Multinomial logit is the workhorse of discrete choice econometrics.
Common applications: brand choice, mode choice, location choice.
This estimates choice probabilities via maximum likelihood using softmax:
P(choice=j | x) = exp(x'β_j) / Σ_k exp(x'β_k)
"""
device = torch.device(device_name)
print(f"Using device: {device}")
if device.type == "cuda":
print(f"GPU: {torch.cuda.get_device_name(0)}")
# Generate synthetic choice data
print(f"\nGenerating {n_samples} observations with {n_choices} choices...")
X = torch.randn(n_samples, n_features, device=device)
X = torch.cat([torch.ones(n_samples, 1, device=device), X], dim=1) # Add intercept
# True parameters (last choice is base category, normalized to 0)
true_params = torch.randn(n_features + 1, n_choices - 1, device=device)
true_params_full = torch.cat(
[true_params, torch.zeros(n_features + 1, 1, device=device)], dim=1
)
# Generate choices using softmax probabilities
logits = X @ true_params_full
probs = torch.nn.functional.softmax(logits, dim=1)
choices = torch.multinomial(probs, 1).squeeze(1)
y_one_hot = torch.nn.functional.one_hot(choices, num_classes=n_choices).to(
torch.float32
)
print(
f"Choice distribution: {torch.bincount(choices, minlength=n_choices).tolist()}"
)
# Initialize parameters with small random values
init_params = torch.randn(n_features + 1, n_choices - 1, device=device) * 0.01
# Fit multinomial logit model
print("\nFitting multinomial logit model...")
model = MultinomialLogit(maxiter=10_000, tol=1e-6)
start_time = time.time()
model.fit(X, y_one_hot, init_params=init_params)
elapsed = time.time() - start_time
print(f"\nEstimation completed in {elapsed:.2f} seconds")
print(f"Converged in {model.iterations_run} iterations")
# Show parameter recovery
estimated_params = model.params["coef"]
estimated_params_full = torch.cat(
[estimated_params, torch.zeros(n_features + 1, 1, device=device)], dim=1
)
# Compare first few coefficients
print("\nParameter recovery (first 3 features, first 2 choices):")
print(f"True params:\n{true_params_full[:3, :2]}")
print(f"Estimated params:\n{estimated_params_full[:3, :2]}")
# Prediction accuracy
y_pred_probs = model.predict_proba(X)
y_pred = torch.argmax(y_pred_probs, dim=1)
accuracy = (y_pred == choices).float().mean()
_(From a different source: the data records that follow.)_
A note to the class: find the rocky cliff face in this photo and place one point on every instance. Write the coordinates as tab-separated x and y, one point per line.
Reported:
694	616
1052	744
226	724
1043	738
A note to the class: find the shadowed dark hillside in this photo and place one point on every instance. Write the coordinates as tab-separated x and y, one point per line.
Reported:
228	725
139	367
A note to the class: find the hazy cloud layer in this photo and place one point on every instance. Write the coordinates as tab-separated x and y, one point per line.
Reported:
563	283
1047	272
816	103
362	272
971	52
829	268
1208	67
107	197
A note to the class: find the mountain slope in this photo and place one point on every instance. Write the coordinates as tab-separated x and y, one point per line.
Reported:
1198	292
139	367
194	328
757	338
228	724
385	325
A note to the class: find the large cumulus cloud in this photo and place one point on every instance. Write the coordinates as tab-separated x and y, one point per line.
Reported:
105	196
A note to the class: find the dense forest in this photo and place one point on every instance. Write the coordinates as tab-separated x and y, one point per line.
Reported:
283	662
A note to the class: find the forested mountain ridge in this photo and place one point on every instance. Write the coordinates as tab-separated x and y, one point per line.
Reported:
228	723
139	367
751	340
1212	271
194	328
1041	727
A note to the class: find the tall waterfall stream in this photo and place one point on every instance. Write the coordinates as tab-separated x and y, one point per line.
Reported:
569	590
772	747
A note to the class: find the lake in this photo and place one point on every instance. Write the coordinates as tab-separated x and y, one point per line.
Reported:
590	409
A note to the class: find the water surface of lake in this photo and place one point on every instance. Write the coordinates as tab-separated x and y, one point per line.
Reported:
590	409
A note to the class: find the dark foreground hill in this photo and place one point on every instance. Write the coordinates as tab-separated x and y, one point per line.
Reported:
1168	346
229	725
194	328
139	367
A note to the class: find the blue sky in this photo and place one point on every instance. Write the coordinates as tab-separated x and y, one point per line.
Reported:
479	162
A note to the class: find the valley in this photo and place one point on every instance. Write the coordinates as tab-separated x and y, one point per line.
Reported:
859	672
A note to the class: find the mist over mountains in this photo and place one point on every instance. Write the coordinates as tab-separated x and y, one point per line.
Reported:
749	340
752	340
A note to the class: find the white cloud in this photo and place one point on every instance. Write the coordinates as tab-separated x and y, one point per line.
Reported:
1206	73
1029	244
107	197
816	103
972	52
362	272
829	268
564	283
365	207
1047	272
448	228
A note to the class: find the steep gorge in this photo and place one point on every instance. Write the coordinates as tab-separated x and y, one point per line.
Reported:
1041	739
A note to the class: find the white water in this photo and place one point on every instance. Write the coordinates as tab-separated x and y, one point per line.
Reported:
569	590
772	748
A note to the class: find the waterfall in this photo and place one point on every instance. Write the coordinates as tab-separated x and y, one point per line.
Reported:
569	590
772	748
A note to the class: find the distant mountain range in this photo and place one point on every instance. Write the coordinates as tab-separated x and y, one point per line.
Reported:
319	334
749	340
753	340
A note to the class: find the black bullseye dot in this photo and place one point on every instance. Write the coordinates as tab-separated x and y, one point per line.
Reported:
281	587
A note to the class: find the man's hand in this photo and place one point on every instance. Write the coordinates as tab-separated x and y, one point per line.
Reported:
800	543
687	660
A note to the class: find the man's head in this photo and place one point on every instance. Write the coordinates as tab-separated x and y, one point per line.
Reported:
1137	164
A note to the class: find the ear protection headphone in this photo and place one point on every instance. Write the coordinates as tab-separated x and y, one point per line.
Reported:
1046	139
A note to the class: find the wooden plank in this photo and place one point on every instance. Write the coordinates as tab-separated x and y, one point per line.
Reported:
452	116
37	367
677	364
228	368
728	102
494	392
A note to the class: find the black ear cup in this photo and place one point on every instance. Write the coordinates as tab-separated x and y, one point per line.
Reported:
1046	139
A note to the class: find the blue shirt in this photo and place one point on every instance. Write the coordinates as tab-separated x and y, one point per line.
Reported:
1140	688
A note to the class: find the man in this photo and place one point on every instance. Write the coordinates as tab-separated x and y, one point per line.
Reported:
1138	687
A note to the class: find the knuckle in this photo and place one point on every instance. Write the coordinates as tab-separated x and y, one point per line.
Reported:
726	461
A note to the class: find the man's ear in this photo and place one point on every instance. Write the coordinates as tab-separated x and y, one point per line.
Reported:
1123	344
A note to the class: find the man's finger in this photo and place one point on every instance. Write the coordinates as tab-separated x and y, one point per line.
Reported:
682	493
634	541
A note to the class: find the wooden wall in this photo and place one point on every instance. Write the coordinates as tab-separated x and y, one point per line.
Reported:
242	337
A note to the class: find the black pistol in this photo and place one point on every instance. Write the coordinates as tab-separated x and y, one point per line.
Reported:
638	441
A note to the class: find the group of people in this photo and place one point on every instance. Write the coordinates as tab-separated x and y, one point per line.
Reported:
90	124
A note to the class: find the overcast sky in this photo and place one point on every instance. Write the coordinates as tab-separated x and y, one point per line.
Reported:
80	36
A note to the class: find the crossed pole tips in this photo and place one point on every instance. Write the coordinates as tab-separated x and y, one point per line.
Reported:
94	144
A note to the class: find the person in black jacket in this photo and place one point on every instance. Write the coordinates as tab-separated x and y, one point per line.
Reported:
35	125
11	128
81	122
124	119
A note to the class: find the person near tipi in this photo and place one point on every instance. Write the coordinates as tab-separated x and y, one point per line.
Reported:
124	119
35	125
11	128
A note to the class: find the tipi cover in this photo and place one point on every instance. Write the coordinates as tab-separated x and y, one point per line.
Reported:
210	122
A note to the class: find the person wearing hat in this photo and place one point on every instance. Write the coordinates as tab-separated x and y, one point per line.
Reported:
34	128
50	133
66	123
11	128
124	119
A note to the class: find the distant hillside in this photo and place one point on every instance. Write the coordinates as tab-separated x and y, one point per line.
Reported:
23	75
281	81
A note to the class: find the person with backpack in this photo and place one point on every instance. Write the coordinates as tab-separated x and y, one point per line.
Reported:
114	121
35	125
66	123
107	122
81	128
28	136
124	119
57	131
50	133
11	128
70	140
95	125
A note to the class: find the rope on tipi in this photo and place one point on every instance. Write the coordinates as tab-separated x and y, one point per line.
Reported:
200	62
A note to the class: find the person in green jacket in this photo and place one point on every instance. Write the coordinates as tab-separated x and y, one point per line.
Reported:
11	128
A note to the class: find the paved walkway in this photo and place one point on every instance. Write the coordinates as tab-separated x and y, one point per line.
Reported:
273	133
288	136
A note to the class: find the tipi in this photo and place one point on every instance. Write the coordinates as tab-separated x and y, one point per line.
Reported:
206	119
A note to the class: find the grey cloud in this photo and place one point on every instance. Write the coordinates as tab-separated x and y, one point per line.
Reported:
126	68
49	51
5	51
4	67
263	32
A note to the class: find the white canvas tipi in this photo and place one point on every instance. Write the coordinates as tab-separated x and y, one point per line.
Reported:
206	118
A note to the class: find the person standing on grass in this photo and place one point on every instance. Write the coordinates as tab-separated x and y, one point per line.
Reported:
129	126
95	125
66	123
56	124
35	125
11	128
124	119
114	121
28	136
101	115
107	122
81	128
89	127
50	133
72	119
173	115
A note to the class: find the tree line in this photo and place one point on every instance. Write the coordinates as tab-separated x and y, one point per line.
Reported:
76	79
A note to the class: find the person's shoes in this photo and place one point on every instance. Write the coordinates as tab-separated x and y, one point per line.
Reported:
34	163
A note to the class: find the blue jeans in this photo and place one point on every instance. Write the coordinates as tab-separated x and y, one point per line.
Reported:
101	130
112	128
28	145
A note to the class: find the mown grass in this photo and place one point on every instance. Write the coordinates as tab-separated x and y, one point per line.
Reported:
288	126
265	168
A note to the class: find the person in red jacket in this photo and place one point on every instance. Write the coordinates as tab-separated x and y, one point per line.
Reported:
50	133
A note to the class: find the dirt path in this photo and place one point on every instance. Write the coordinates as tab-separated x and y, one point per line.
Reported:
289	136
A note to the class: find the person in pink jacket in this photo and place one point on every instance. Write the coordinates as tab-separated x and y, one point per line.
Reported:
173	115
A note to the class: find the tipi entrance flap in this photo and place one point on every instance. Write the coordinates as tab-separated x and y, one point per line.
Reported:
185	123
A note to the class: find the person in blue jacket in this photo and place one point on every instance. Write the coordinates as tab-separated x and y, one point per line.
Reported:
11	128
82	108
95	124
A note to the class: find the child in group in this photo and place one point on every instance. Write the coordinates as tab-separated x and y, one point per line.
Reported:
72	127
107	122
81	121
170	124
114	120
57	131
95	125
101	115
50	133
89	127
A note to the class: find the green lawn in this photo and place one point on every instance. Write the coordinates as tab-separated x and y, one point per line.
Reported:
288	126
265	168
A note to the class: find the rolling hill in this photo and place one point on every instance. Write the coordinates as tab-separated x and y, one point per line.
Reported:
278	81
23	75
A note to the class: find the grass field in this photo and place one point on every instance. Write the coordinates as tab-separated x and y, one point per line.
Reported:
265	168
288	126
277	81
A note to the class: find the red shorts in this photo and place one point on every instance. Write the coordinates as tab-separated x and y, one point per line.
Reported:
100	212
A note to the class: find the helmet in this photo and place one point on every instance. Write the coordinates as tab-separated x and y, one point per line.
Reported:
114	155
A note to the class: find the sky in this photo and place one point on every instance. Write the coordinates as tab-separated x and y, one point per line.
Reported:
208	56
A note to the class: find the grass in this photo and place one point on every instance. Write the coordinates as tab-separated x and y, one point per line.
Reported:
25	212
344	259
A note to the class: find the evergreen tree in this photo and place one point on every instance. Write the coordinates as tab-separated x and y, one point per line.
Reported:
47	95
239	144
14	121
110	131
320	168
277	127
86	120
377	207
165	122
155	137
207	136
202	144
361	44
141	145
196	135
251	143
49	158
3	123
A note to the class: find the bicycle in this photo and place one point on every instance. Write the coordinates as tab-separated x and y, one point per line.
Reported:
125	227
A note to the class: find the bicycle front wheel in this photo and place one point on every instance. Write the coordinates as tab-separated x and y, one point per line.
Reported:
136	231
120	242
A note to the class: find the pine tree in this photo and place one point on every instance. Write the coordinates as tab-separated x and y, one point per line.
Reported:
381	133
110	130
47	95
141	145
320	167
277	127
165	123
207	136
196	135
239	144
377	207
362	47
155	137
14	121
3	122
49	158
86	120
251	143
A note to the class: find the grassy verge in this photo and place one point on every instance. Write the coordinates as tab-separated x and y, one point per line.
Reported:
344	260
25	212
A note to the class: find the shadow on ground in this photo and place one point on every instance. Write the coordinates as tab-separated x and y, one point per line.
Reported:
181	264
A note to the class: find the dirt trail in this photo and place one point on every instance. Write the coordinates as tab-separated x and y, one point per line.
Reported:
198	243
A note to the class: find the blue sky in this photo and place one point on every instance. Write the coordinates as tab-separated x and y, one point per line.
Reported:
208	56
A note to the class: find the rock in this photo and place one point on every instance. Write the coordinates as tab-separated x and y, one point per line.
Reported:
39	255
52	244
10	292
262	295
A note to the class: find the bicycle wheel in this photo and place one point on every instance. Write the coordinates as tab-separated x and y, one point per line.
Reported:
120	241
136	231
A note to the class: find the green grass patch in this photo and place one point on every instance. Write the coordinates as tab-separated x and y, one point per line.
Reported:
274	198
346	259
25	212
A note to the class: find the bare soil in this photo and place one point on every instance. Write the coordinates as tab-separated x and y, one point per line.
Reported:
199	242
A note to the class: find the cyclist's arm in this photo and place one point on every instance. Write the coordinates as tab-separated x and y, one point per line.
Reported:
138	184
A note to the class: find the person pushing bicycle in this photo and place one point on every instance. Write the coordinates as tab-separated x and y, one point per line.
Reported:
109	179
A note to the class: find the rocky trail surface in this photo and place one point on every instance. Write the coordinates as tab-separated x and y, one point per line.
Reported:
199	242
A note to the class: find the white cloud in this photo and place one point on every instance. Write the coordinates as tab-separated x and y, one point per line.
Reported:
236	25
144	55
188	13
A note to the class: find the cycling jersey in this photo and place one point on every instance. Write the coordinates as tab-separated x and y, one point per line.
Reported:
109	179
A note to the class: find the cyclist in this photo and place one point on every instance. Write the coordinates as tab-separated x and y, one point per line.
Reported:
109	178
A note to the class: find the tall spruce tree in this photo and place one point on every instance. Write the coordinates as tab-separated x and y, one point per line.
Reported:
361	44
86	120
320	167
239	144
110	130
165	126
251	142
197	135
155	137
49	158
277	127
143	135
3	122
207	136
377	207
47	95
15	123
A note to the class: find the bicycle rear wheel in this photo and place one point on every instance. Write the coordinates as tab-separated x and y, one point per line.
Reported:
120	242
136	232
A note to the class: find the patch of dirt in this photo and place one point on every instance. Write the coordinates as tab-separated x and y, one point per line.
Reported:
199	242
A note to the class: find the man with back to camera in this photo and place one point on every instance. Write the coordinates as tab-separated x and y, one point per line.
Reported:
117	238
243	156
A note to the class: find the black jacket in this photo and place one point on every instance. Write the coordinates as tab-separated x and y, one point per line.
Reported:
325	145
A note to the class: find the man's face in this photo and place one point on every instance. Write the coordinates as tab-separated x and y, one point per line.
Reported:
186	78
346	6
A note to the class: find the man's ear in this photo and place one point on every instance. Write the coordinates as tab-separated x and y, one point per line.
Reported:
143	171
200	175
print(f"\nIn-sample prediction accuracy: {accuracy:.2%}")
if device.type == "cuda":
print(
f"Peak memory allocated: {torch.cuda.max_memory_allocated(0) / 1024**2:.2f} MB"
)
return elapsed
if __name__ == "__main__":
device_arg = sys.argv[1] if len(sys.argv) > 1 else "cuda"
print("=" * 60)
print("Multinomial Logit Estimation Benchmark")
print("=" * 60)
print(f"PyTorch version: {torch.__version__}")
print(f"CUDA available: {torch.cuda.is_available()}")
if torch.cuda.is_available():
print(f"CUDA version: {torch.version.cuda}")
print("=" * 60 + "\n")
benchmark_mnl(device_arg)
~10x speedup for MNL estimation on 10m obs with 10 alternatives.
The Pattern
Converting CPU code to GPU code is usually just:
-
Pick a device:
device = torch.device("cuda" if torch.cuda.is_available() else "cpu") -
Create tensors on that device:
X = torch.randn(1000, 100, device=device) # new tensor X = X.to(device) # existing tensor -
Move models to device:
model = MyModel().to(device)
That’s it. PyTorch handles the rest. Adapt the pattern to your own code. Start by just adding device = torch.device("cuda") and .to(device) calls. See if it’s faster. If not, profile to see where time is spent.
When GPU Helps
Good:
- Big datasets (>100k samples)
- Matrix-heavy ops (anything with
@or.matmul()) - Deep models (many layers)
- Iterative algorithms (EM, gradient descent, MCMC)
Bad:
- Tiny datasets (<10k samples)
- Lots of CPU-GPU data movement
- I/O bound code (loading files, preprocessing)
- Simple operations on small tensors
Rule of thumb: if your CPU fan spins up, try GPU. If your code spends most time loading data or in pandas/polars, GPU won’t help. Anything that involves big matrix math will likely speed up when you move to GPU.